A vulnerability has recently been disclosed that affects WordPress 2.8.3 and allows the admin user to be locked out of their account by changing the password.

This post on Full Disclosure details the flaw, and includes relevant code snippets. The post mentions that 'You can abuse the password reset function, and bypass the first step and then reset the admin password by submiting an array to the $key variable.'

I'd be interested in someone familiar with PHP explaining the bug in more detail.

Those affected should update to a new 2.8.4 release which apparently fixes the flaw.

wp-login.php:
...[snip]....
line 186:
function reset_password($key) {
    global $wpdb;

    $key = preg_replace('/[^a-z0-9]/i', '', $key);

    if ( empty( $key ) )
        return new WP_Error('invalid_key', __('Invalid key'));

    $user = $wpdb->get_row($wpdb->prepare("SELECT * FROM $wpdb->users WHERE
user_activation_key = %s", $key));
    if ( empty( $user ) )
        return new WP_Error('invalid_key', __('Invalid key'));
...[snip]....
line 276:
$action = isset($_REQUEST['action']) ? $_REQUEST['action'] : 'login';
$errors = new WP_Error();

if ( isset($_GET['key']) )
    $action = 'resetpass';

// validate action so as to default to the login screen
if ( !in_array($action, array('logout', 'lostpassword', 'retrievepassword',
'resetpass', 'rp', 'register', 'login')) && false ===
has_filter('login_form_' . $action) )
    $action = 'login';
...[snip]....

line 370:

break;

case 'resetpass' :
case 'rp' :
    $errors = reset_password($_GET['key']);

    if ( ! is_wp_error($errors) ) {
        wp_redirect('wp-login.php?checkemail=newpass');
        exit();
    }

    wp_redirect('wp-login.php?action=lostpassword&error=invalidkey');
    exit();

break;
...[snip ]...

Answer 1

So $key is an array in the querystring with a single empty string ['']

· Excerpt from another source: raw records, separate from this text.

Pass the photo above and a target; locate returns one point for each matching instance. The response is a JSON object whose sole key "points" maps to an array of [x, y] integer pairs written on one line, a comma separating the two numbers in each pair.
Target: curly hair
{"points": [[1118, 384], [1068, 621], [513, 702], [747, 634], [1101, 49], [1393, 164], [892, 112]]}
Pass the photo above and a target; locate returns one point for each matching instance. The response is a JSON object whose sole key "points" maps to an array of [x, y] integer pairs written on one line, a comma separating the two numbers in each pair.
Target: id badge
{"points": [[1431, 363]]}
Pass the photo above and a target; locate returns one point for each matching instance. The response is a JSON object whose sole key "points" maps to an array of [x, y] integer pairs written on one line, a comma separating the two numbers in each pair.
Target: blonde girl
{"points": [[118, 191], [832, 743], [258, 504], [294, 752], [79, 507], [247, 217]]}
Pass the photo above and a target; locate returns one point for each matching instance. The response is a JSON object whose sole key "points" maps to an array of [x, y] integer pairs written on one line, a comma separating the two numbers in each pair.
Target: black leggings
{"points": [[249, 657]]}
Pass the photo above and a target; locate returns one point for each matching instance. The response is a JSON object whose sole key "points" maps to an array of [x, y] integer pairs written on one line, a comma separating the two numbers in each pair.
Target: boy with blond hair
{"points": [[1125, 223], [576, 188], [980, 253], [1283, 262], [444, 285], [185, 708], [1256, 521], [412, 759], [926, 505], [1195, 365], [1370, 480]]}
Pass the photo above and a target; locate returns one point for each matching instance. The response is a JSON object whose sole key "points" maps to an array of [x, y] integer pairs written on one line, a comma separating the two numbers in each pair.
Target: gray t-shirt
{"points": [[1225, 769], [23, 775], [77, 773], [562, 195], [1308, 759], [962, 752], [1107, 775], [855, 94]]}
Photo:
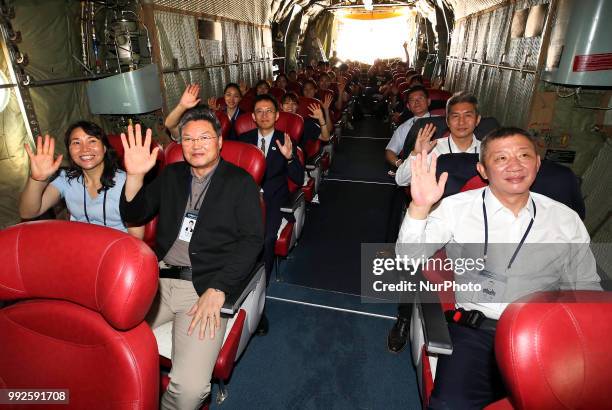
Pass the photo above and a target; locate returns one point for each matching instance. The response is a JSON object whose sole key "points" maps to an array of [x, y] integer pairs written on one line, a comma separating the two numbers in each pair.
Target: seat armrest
{"points": [[293, 202], [234, 301], [435, 328], [313, 162]]}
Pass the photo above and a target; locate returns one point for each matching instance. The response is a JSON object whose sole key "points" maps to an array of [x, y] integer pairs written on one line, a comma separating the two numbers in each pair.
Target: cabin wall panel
{"points": [[237, 53], [484, 37]]}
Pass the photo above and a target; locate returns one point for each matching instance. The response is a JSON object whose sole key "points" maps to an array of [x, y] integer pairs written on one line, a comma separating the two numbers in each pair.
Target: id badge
{"points": [[187, 226], [493, 287]]}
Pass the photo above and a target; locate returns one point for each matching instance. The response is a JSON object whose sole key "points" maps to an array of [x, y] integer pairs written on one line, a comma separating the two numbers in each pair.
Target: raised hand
{"points": [[138, 157], [190, 97], [424, 141], [327, 101], [316, 112], [287, 148], [42, 164], [424, 188], [212, 103]]}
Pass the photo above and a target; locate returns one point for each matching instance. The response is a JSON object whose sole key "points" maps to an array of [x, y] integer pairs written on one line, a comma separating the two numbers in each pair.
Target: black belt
{"points": [[176, 272], [470, 318]]}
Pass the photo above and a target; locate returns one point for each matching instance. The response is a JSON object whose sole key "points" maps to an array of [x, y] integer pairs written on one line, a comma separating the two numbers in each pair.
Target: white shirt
{"points": [[396, 144], [546, 261], [267, 138], [445, 145]]}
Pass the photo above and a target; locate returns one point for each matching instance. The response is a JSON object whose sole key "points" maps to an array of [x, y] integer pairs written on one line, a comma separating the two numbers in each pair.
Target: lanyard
{"points": [[450, 150], [85, 204], [200, 197], [486, 244]]}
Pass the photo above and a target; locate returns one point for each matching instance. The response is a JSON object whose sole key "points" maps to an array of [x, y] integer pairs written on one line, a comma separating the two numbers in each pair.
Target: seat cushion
{"points": [[61, 345]]}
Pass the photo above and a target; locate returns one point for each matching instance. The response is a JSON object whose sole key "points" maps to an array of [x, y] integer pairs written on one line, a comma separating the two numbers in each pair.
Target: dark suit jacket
{"points": [[553, 180], [228, 235], [486, 125], [277, 167]]}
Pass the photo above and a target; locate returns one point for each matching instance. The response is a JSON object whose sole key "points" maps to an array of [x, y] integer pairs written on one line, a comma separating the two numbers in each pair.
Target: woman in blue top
{"points": [[91, 185]]}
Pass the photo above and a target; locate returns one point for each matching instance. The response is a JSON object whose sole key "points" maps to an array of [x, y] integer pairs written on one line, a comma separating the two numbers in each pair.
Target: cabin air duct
{"points": [[580, 52]]}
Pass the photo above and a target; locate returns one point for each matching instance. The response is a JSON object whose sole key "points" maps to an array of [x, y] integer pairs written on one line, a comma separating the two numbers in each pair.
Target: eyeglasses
{"points": [[261, 113], [416, 99], [205, 139]]}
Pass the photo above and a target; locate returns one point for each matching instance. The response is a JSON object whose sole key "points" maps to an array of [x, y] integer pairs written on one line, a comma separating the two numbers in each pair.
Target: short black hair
{"points": [[416, 88], [290, 96], [460, 97], [232, 85], [262, 82], [504, 132], [266, 97], [199, 114]]}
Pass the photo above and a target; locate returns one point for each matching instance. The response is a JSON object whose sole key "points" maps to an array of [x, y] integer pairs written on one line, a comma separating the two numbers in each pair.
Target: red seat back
{"points": [[438, 95], [474, 183], [277, 93], [247, 103], [244, 123], [226, 124], [88, 289], [553, 351], [303, 104]]}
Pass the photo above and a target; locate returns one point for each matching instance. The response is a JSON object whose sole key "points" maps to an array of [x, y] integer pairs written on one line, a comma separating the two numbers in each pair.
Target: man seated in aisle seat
{"points": [[462, 118], [262, 87], [418, 103], [315, 126], [505, 212], [209, 237], [281, 163]]}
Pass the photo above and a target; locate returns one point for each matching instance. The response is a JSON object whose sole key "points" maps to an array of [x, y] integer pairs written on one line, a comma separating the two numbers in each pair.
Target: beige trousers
{"points": [[193, 360]]}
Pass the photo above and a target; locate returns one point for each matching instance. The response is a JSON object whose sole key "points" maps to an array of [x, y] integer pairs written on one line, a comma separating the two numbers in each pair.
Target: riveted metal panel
{"points": [[250, 11], [484, 38]]}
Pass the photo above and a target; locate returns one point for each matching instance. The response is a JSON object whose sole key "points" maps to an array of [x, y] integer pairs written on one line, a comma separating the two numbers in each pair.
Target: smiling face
{"points": [[201, 145], [510, 164], [86, 151], [232, 97], [265, 115], [462, 119], [418, 103]]}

http://DOMAIN_NAME.TLD/wp-login.php?action=rp&key[]=

reset_password gets called with an array, and then preg_replace gets called:

 //$key = ['']
 $key = preg_replace('/[^a-z0-9]/i', '', $key);
 //$key = [''] still

because preg_replace accepts either a string or an array of strings. It regex replaces nothing and returns the same array. $key is not empty (it's an array of an empty string) so this happens:

 $user = $wpdb->get_row($wpdb->prepare("SELECT * FROM $wpdb->users 
      WHERE user_activation_key = %s", $key));

Now from here, I need to go read the wordpress source for how prepare behaves...

More:

So prepare calls vsprintf which produces an empty string

$a = array('');
$b = array($a);
vsprintf("%s", $b);
//Does not produce anything

So the SQL is:

SELECT * FROM $wpdb->users WHERE user_activation_key = ''

Which will apparently match the admin user (and all users without activation_keys I suppose).

And that's how.

Answer 2

I have a related question on how to patch this vulnerability - line 190 on the wp-login.php should now look like this;

if ( empty( $key ) || is_array( $key ) )